Napoleão Bonaparte se tornou imperador em 2 de dezembro de 1804, na Catedral de Notre-Dame, em Paris. Na mesma cerimônia, Josefina também fora coroada. A cena é claramente visível na célebre pintura de Jacques-Louis David, realizada em 1807. Na presença do Papa Pio VII, cardeais, embaixadores, familiares e militares, o corso levanta a coroa para colocar sobre sua esposa, a primeira Imperatriz da França, Josefina Bonaparte. A obra de arte, no entanto, não retrata o relacionamento delicado, mas apaixonado, entre Josefina e Napoleão. Sua épica biografia traça sua transformação. Uma jovem impressionável, que se afigura uma esposa sagaz e compassiva. A imperatriz confidente, e uma das mulheres mais sofisticadas e poderosas da história. Sua vida se consolidou em um conto arrebatador de amor e perda, intriga política e revolução durante um dos períodos mais tumultuados da história europeia.

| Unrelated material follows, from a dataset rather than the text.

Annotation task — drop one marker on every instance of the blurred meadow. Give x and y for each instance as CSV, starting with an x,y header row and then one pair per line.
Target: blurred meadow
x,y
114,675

Neste trajeto pelas folhas que se consumiam com a minha leitura, deparei-me com o seguinte momento: proclamado imperador, Napoleão escolhe a águia e a abelha como símbolos dessa nova era da França. A águia objetivava traduzir a sua nobreza, majestade, liberdade, agilidade e outras virtudes, associando-os a sua coragem e força. As abelhas traduziam a ordem, a diligência, a lealdade e a cooperação do povo francês, ao seu soberano. Josefina, como imperatriz, opta pelo cisne como símbolo de sua figura. Por quê? Na sua obra “Joséfina, Le paradoxe du cygne”, o autor Pierre Branda esclarece a opção da protagonista. O biógrafo consigna em seus relatos, a ênfase nos amores e excessos de Josefina. Sua notável capacidade de sobrevivência, seja um primeiro casamento fracassado, tempo na prisão revolucionária, quase execução, esterilidade e o divórcio imperial. Retrata uma mulher forte, independente e implacável em sua busca pelo poder e independência. Hábil em suas atividades, conhecedora de Napoleão, manipuladora e vaidosa. Por que o cisne?
Josefina justifica sua escolha, através das impressões. O animal símbolo é visto por todos como um ser belo, elegante, altivo e majestoso. Representa seu esplendor, deslizando sobre as águas, inobstante ninguém vê a força que ele faz para manter tal aparência. Embaixo da água, a ave sofre e perfaz uma força abissal para manter sua exterioridade. A dificuldade para se manter como é visto, oculta-se. O cisne veste a capa de seu personagem social, escondendo suas agruras. Apresenta-se de forma diametralmente oposta à sua realidade. Ele posta, com filtros. Retrata o que não vive. Seu observador só enxerga o que o bichano resolve mostrar. As dificuldades são sublimadas através de seu estereótipo. Ele não é o que se apresenta.
A escolha da imperatriz é atemporal. Josefina não tinha a menor ideia de como o mundo estaria na pós-contemporaneidade. Ela não conhecia o fenômeno das redes sociais, mas já denunciava uma prática inerente ao ser humano. A mais célebre figura da Martinica fora uma visionária. Denunciou-se como uma personagem. Compreendeu ser estrutural a infelicidade da espécie. Desnudou a camuflagem da representação. Fez-se humana. Fora humana. Mostrou-se viciosa e virtuosa. Um paradoxo. Uma lição. Não se escondeu, ao contrário, revelou-se. Não ambicionava a busca esquizofrênica da felicidade. Viveu, apenas isso.